Hey boomer: Considering buying a home in a retirement community?
Now, before you turn your nose up at the topic, we aren’t talking about senior living communities – those group homes for baby boomers and their elders where they take a little bus to Walmart once a week and someone else does all the cooking.
We’re talking about retirement communities – for boomers who are active and independent and want to downsize yet still be around people their age. They’re sometimes called “55+ communities.”
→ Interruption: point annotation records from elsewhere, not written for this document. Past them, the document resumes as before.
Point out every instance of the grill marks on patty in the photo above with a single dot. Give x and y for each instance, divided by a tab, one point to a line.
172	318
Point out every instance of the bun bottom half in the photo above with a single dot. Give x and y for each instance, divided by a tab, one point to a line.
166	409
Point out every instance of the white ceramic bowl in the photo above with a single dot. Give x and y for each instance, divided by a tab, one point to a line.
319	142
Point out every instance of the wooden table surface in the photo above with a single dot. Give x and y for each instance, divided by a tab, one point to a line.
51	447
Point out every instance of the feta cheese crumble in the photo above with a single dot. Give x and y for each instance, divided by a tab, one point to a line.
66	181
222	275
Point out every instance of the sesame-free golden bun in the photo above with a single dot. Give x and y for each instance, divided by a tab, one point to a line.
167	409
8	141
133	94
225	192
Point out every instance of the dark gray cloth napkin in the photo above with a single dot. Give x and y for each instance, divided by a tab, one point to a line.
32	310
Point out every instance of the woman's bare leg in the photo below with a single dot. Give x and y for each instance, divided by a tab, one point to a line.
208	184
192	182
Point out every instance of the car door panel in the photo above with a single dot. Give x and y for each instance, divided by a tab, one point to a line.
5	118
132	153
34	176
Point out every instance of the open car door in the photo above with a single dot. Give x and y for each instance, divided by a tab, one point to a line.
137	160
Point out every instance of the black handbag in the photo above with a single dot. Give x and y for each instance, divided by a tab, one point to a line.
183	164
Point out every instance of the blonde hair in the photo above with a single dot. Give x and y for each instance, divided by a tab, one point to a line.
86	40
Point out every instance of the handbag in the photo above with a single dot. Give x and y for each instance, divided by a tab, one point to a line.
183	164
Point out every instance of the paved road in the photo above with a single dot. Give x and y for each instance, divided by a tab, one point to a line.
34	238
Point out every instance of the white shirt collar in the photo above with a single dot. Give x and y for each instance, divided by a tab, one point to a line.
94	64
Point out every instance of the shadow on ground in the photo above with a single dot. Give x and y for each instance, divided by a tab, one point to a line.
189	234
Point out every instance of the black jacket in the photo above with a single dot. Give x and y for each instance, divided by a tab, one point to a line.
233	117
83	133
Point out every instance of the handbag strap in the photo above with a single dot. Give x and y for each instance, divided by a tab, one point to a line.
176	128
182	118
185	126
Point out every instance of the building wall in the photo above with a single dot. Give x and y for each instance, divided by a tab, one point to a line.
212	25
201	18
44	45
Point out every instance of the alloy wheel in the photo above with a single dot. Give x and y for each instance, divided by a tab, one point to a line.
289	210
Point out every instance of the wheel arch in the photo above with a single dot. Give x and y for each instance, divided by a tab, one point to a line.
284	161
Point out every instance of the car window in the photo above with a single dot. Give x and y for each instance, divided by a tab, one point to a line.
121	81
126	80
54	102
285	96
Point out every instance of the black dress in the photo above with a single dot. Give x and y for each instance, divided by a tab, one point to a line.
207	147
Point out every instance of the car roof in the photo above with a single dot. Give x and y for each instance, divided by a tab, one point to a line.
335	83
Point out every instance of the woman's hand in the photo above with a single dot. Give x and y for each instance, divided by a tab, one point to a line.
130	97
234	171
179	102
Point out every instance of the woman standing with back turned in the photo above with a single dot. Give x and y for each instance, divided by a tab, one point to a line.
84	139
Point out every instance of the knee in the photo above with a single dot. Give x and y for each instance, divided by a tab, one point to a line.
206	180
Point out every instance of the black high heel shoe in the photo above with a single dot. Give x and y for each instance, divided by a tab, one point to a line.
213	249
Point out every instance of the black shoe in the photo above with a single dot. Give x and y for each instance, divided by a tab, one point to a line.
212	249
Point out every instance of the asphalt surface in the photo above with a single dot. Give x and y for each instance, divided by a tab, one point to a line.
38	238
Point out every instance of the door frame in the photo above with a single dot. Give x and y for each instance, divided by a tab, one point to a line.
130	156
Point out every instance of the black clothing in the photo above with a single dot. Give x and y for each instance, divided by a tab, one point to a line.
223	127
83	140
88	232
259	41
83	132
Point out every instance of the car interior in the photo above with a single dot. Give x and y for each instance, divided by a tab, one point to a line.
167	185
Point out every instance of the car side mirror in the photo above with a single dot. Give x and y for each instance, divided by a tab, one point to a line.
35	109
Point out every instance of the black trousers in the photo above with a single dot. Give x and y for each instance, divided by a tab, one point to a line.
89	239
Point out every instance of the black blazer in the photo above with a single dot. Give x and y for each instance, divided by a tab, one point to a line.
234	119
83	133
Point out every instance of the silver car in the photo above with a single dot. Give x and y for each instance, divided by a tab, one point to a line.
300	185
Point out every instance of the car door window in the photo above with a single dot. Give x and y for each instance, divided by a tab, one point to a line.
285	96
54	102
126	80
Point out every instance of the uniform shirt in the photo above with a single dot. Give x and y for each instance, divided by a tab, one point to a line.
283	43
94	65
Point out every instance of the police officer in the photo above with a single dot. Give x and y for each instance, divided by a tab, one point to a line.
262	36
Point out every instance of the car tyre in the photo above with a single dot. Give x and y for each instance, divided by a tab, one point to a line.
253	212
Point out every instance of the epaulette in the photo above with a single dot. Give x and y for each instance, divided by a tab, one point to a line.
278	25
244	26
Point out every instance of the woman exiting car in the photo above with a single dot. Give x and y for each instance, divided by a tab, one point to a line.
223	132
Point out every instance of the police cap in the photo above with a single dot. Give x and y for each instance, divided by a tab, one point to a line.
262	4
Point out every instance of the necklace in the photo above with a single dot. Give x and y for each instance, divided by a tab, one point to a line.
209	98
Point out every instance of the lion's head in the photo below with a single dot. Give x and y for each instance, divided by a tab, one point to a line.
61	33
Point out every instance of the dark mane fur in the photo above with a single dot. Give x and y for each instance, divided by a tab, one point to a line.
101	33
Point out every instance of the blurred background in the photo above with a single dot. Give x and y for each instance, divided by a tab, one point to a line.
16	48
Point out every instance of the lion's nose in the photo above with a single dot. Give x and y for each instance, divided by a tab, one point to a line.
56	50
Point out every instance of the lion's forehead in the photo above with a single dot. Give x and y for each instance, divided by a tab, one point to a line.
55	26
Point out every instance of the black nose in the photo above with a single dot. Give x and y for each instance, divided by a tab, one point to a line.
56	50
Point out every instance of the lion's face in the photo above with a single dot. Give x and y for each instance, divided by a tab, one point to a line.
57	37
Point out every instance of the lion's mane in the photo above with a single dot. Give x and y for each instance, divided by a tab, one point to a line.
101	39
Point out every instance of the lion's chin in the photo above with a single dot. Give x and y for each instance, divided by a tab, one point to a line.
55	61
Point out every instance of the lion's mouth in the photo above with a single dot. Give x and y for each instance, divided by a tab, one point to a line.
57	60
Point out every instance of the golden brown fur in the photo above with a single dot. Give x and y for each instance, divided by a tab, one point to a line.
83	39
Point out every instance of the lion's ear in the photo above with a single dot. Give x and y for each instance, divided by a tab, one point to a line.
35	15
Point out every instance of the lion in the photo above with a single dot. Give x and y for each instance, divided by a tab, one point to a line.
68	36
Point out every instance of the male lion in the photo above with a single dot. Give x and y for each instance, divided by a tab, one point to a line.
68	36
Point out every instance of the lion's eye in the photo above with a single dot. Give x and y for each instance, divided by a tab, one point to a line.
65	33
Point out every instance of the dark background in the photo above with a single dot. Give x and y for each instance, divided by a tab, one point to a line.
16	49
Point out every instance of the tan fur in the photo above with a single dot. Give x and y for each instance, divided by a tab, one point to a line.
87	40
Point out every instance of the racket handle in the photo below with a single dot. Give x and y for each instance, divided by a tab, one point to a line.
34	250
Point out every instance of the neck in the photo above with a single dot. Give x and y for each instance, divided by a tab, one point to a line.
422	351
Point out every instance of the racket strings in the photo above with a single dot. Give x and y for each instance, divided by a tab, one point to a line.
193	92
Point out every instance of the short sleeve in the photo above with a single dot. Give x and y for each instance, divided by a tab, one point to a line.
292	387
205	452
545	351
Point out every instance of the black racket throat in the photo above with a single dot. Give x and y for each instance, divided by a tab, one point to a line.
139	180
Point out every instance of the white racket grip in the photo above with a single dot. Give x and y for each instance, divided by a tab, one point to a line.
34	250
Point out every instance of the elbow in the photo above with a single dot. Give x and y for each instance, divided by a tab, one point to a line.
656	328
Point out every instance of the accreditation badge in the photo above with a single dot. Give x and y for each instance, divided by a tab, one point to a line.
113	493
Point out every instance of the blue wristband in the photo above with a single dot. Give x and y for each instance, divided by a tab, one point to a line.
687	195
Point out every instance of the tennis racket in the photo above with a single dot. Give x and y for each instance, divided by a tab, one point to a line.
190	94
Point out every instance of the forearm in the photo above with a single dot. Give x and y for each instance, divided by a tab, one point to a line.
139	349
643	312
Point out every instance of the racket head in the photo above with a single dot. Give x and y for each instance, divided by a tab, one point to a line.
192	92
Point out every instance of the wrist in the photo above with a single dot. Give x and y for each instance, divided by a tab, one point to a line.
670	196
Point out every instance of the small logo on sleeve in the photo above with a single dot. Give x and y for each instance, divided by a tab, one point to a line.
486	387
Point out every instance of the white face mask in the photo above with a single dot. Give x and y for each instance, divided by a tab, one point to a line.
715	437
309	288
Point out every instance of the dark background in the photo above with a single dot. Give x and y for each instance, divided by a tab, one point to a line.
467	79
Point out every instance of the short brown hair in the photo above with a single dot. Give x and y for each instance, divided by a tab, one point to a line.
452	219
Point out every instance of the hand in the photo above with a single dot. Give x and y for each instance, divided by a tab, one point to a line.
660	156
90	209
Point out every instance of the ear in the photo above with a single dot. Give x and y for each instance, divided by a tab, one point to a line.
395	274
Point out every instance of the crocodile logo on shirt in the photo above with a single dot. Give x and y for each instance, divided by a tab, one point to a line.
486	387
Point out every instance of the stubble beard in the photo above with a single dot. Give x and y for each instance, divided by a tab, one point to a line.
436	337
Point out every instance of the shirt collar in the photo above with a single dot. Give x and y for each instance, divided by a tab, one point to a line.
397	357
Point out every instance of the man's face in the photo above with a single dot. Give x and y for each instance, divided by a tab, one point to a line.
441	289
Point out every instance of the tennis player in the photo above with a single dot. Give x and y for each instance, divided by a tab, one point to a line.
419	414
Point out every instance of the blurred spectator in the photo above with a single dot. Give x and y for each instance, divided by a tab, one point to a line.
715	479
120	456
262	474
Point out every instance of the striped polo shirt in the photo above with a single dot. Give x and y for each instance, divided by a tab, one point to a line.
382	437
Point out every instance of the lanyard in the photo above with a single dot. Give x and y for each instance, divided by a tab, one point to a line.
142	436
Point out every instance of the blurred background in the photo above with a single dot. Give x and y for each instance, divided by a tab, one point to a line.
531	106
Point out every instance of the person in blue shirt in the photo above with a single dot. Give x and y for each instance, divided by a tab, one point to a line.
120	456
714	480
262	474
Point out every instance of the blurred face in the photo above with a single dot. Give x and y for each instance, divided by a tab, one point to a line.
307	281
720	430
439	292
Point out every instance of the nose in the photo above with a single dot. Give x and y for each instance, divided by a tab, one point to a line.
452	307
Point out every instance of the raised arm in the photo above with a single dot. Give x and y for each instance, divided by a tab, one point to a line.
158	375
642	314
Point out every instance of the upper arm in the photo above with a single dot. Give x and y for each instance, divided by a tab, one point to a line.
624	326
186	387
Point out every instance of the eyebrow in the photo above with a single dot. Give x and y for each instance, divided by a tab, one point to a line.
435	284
Yes, it’s the one case that a community can legally discriminate by saying “no youngsters allowed.” At least to live there.
Recent studies show that many boomers prefer to retire to urban centers, where they can be around a diverse age group, walk where they need to go and take advantage of the cultural and dining experiences that downtowns have to offer.
But, there’s still a big chunk of retirees who choose retirement communities so they can hang out with folks who share a common historic and cultural perspective. People closer in age.
Whether it’s a resort retirement community, a golf course community or a typical neighborhood-type community designated for “seniors,” there’s a lot to consider when buying a home in which to spend the rest of your life.
Will you relocate?
Spending an occasional holiday in a certain region and settling in for year-round living are two entirely different things. Even in the balmiest cities, there are changes in the weather and climate that you may not be familiar with.
For example, have you ever heard of Boise, Idaho’s inversion layer? It’s an atmospheric condition that traps polluted air in the valley, making it unhealthy to breathe for some residents.
The layer also traps moisture, creating “dense fog and gray, sunless days that we can get in the winter,” according to the Argus Observer online.
Even in what seems to be the “endless summer” of Hawaii, “vog” can hang in the air on the Big Island during volcanic eruptions. Oh, and the dust – covering windshields and even your indoor furniture.
While these are seasonal or event-dependent considerations, they are considerations, nonetheless. Learn all you can about the climate, weather and other events that may impact you, especially if you have an ongoing respiratory illness.
Then, spend some time in your choice of retirement cities during the off-season. For instance, spend an August in Florida to ensure you can tolerate the humidity, visit Arizona in early spring if you’re an allergy sufferer.
Oh, and if super-hot weather doesn’t agree with you and you have your heart set on retiring in Henderson, Nevada, visit during July when the average temperature is 105 degrees.
Who else lives there?
If you’re toying with the idea of buying a home in a “resort-style” retirement community, you’ll be spending more time with your neighbors than you would if you chose a standard 55+ neighborhood.
Tour the area during the times when the social activities you’re interested in participating in take place. Strike up conversations and study the group. See if these are people with whom you have a lot in common and with whom you’d like to spend more time.
While many of the homes in these types of retirement communities are of the condo variety, those that offer single-family homes frequently come without fences between neighbors.
In a standard neighborhood type arrangement, drive or walk through the neighborhood at different times of day and do stop and chat with any residents who are outside.
Do you need nearby medical facilities?
Sure, this seems to be a no-brainer when choosing where to retire, but you’d be surprised how many people fall in love with a community that isn’t convenient to needed medical care.
The financial considerations
If there’s one thing that can greatly impact your income during retirement it’s taxes. To estimate your monthly obligations, including your new mortgage payment, requires careful consideration of taxes.
Seven states currently have no state income taxes:
- South Dakota
Add Tennessee to the list, starting in 2021. While New Hampshire doesn’t “tax an individual’s earned income (W-2 wages),” it does impose a 5% tax on income from interest and dividends, according to BankRate.com.
But lack of a state income tax shouldn’t be your only consideration when thinking about paying as little tax during retirement as possible.
Buying even the least expensive home in a retirement community may not be worth it if that community is located in a state that taxes Social Security benefits, pensions and retirement plan distributions.
Since you’re buying a home, first look into property taxes. These can add greatly to your monthly mortgage payment.
Kiplinger.com offers a list of 10 Most Tax-Friendly States for Retirees and USAToday.com compares Average Property Taxes for all 50 States and D.C.